We compute earnings per unit using the two-class method for Master Limited Partnerships as prescribed in the FASB guidance. The two-class method requires that securities that meet the definition of a participating security be considered for inclusion in the computation of basic earnings per unit. Under the two-class method, earnings per unit is calculated as if all of the earnings for the period were distributed under the terms of the partnership agreement, regardless of whether the general partner has discretion over the amount of distributions to be made in any particular period, whether those earnings would actually be distributed during a particular period from an economic or practical perspective, or whether the general partner has other legal or contractual limitations on its ability to pay distributions that would prevent it from distributing all of the earnings for a particular period.

We calculate net income available to limited partners based on the distributions pertaining to the current period’s net income. After adjusting for the appropriate period’s distributions, the remaining undistributed earnings or excess distributions over earnings, if any, are allocated to the general partner and limited partners in accordance with the contractual terms of the partnership agreement and as further prescribed in the FASB guidance under the two-class method.

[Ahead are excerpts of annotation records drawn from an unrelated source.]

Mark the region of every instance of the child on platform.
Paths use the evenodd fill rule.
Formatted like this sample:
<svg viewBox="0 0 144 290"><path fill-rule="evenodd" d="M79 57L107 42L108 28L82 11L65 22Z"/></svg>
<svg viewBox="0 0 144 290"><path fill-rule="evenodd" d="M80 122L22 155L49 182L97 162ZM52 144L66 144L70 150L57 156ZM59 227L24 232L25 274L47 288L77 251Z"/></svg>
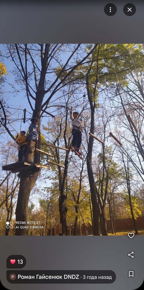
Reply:
<svg viewBox="0 0 144 290"><path fill-rule="evenodd" d="M20 136L19 136L18 134L17 134L15 139L16 143L19 145L19 162L25 160L27 144L26 136L25 135L25 131L21 131Z"/></svg>
<svg viewBox="0 0 144 290"><path fill-rule="evenodd" d="M83 125L82 120L79 117L78 112L74 112L73 107L70 109L70 118L72 121L72 135L73 136L72 146L79 155L82 155L80 151L80 148L82 142L82 133Z"/></svg>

The two-class method does not impact our overall net income or other financial results; however, in periods in which aggregate net income exceeds its aggregate distributions for such period, it will have the impact of reducing net income per limited partner unit. This result occurs as a larger portion of our aggregate earnings, as if distributed, is allocated to the incentive distribution rights of the general partner, even though we make distributions on the basis of available cash and not earnings. In periods in which our aggregate net income does not exceed its aggregate distributions for such period, the two-class method does not have any impact on our calculation of earnings per limited partner unit.

Basic earnings per unit is computed by dividing net earnings attributable to unitholders by the weighted average number of units outstanding during each period, assuming the 10,196,106 limited partner units issued in connection with the financing transactions discussed above were issued on January 1, 2015. Diluted earnings per unit reflects the potential dilution of common equivalent units that could occur if equity participation units are converted into common units.